The Story of Arcana
This album was never meant to be. When I start a project I always like to have far more songs than I actually need. Songs grow in different ways during the production process. Some you thought were major creations can lose steam and fail to grow as different arrangements and instrumentation are examined. Others surprise you by going from nothing more than passing thoughts to become cornerstones.
I was following my usual process, developing something like 30 songs, headed towards an album that, as yet, was unnamed. A song came along that seemed important. So much so that for a short time it became the working title for the album. That song was One Day At A Time.
Then life got complicated. I moved from Santa Fe, New Mexico, to Portland, Oregon. I gave up my studio in the process. And just before the move I lost a lot of files, the combined effect of technological gremlins and my own inexperience as a sound engineer.
I was devastated. I now faced the prospect of starting over. But in different studios, with a different mindset, and different musicians.
All I had were rough mixes I had done of 21 songs as the process was unfolding. I had created these mixes to evaluate parts I had just added. Electric guitar, dobro and keyboard parts I’d played myself – even lead guitar on My Father’s Son – always intending that these would be replaced by more talented players.
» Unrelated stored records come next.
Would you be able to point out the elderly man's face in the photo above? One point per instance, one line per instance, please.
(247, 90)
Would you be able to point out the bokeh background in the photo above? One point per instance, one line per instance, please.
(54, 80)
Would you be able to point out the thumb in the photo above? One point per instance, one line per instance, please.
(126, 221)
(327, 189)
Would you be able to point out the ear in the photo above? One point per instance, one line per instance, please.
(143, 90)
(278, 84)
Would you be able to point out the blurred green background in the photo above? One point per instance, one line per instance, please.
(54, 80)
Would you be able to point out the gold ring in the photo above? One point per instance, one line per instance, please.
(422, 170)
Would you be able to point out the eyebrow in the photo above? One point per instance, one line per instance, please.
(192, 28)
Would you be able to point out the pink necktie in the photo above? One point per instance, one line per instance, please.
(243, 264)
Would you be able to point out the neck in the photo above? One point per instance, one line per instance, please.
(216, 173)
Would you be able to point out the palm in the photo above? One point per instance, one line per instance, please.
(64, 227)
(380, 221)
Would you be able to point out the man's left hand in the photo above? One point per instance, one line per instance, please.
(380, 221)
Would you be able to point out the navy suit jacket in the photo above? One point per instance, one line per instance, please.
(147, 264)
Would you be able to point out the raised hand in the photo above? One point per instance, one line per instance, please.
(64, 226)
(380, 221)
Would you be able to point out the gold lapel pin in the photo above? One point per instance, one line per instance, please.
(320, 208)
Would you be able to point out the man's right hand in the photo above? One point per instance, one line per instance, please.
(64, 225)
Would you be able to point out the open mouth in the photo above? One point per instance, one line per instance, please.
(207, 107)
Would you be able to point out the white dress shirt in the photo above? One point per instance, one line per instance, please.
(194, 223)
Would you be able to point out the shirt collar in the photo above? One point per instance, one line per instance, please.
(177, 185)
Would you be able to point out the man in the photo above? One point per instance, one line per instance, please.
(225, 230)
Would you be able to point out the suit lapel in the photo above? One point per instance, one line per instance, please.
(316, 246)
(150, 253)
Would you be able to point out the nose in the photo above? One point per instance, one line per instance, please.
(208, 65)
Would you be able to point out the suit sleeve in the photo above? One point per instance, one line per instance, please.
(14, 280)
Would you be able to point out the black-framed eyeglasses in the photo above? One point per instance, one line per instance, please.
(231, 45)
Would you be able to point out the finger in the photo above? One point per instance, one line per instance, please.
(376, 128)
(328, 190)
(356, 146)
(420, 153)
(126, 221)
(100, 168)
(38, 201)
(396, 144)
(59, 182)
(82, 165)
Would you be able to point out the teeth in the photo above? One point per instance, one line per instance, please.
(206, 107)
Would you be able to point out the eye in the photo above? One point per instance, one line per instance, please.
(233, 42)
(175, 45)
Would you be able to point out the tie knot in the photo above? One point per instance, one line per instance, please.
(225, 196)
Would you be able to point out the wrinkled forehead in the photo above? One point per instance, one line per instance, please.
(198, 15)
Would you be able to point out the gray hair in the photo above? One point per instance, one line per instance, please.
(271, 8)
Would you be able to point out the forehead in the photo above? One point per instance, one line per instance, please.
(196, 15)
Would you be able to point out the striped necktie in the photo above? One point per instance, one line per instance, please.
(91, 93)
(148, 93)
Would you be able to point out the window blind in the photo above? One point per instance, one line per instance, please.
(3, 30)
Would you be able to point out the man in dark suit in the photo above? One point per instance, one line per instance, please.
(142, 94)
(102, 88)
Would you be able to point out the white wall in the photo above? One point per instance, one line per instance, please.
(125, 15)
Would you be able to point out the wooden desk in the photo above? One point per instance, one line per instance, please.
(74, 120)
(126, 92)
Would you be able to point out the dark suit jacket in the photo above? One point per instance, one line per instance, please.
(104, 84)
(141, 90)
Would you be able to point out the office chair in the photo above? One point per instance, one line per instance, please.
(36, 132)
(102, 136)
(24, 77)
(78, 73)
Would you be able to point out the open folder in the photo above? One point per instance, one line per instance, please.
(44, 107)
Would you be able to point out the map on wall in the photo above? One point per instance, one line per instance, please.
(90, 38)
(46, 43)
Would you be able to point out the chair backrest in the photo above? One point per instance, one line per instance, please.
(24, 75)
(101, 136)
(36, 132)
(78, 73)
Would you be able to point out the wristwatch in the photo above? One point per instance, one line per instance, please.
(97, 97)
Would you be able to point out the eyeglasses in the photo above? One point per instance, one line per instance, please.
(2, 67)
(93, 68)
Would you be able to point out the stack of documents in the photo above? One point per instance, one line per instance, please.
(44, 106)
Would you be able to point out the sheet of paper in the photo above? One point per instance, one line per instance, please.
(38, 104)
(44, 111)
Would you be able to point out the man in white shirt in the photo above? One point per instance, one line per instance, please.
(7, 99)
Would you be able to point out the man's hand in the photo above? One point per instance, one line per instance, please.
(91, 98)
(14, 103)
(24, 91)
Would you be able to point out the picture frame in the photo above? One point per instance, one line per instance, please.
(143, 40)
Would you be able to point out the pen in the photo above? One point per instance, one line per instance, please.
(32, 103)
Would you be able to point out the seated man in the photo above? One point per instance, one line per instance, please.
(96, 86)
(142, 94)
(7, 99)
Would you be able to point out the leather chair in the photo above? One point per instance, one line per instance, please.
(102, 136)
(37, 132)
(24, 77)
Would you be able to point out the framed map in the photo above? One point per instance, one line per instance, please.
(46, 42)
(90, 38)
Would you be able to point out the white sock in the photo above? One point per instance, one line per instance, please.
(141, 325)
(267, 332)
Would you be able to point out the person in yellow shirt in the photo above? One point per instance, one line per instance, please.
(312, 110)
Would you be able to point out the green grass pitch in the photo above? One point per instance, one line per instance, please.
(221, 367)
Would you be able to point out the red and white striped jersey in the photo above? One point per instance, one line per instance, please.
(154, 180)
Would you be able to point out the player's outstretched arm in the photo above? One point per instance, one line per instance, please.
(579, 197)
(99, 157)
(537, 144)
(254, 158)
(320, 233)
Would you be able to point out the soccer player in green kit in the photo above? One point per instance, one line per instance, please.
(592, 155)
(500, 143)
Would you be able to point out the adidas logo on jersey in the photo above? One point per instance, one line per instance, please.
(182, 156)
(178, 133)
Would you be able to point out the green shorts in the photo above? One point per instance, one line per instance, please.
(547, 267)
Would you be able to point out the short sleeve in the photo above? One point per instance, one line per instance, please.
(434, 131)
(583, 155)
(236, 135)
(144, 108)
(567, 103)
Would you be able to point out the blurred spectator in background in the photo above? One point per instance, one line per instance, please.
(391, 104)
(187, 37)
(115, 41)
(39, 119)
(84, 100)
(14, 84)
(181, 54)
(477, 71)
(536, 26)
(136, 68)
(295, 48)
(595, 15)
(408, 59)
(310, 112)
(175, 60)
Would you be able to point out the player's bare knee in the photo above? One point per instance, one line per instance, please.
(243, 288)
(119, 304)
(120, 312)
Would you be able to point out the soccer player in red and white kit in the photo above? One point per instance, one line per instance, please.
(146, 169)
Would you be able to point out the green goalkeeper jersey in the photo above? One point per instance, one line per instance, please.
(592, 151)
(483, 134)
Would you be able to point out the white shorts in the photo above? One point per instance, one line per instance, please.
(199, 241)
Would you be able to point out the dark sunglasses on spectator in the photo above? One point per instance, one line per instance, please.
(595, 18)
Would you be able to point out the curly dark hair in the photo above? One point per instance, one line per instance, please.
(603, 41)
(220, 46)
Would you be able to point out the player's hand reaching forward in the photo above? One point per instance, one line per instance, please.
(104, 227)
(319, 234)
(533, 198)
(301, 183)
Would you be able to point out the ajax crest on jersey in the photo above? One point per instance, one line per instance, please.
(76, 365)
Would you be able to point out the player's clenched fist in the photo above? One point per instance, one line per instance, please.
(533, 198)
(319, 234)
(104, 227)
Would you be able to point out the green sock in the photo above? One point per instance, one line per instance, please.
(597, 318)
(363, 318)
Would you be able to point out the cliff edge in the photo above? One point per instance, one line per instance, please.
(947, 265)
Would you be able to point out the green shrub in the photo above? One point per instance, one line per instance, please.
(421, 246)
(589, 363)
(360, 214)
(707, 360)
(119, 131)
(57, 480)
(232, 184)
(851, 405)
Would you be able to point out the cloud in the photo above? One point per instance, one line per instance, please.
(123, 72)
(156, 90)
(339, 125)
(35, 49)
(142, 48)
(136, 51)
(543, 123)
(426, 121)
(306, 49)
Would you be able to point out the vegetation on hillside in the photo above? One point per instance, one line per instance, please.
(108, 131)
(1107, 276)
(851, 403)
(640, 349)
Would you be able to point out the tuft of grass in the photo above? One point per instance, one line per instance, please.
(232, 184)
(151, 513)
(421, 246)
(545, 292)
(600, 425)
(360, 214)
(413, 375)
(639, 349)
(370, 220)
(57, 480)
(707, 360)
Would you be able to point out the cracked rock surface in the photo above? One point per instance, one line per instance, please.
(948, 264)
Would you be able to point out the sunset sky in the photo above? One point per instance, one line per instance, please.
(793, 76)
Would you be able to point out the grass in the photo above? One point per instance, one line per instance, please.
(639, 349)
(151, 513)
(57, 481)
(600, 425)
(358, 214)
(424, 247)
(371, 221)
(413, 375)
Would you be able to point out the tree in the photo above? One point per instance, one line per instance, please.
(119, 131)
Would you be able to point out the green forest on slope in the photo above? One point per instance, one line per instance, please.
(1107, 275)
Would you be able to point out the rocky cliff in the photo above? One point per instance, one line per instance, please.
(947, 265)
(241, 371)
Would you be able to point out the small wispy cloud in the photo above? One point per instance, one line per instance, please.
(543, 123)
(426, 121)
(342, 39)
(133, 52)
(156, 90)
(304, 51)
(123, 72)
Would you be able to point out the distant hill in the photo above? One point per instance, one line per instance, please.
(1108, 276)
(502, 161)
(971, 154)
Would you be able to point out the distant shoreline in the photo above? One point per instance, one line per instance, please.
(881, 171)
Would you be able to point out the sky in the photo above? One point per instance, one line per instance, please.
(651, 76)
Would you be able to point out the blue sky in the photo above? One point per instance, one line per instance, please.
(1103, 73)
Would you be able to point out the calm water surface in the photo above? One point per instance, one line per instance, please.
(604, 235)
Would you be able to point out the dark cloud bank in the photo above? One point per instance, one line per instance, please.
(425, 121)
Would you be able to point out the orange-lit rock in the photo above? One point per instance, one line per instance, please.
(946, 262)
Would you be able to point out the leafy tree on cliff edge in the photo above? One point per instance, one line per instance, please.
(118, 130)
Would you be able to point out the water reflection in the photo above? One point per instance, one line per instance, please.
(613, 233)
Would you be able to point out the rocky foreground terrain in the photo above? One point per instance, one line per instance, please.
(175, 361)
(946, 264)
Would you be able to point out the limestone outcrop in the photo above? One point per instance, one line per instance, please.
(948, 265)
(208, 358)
I took time away from the whole, frustrating mess. Then, listening to the rough mixes again after many months of inactivity, I found I liked them. And the idea of putting out all 21 songs began to take shape.
There was a quality to the writing, I thought. There was a quality, or I should say a tone, to the voice, I thought. These songs were born together – although some lyrics date back much further – and they seemed to want to stay together. There was much in the way of personal revelation and openness in these songs and the title Arcana came out of the blue. Yes it links to the Tarot, which I then used in the packaging design, but it is a word that means “secrets and mysteries.”
I added “The Lost Songs” in recognition that this is not a typical polished studio album. It is more like being allowed to listen in on a rehearsal. Like being given access to an earlier stage of the development of the songs. It will please some people and annoy others. So be it.
My thanks to Ben Durfee (drums) and Sam Bevan (bass) who appear on all tracks where their instrument is featured. To Tom Hampton (lap steel, baritone guitar and mandolin) who added his magic to a few tunes, most notably One Day At A Time and Reality Will Break Your Heart. And to Peter Farrell (keys on The Dreams Of Men) and Deborah Domanski (vocals on Love Ain’t Easy). My apologies to all of them for exposing their work in this ‘unfinished’ manner. Personally, I like the sometimes raw, natural, un-produced nature of these performances.
But my greatest debt of gratitude is to Rob Eaton. Rob agreed to master these mixes even though he knew there was a very limited amount of ‘fixing’ he could do. We had a simple agreement: he would make them sound as good as they possibly could. And I think he achieved that goal. Any shortcomings are mine.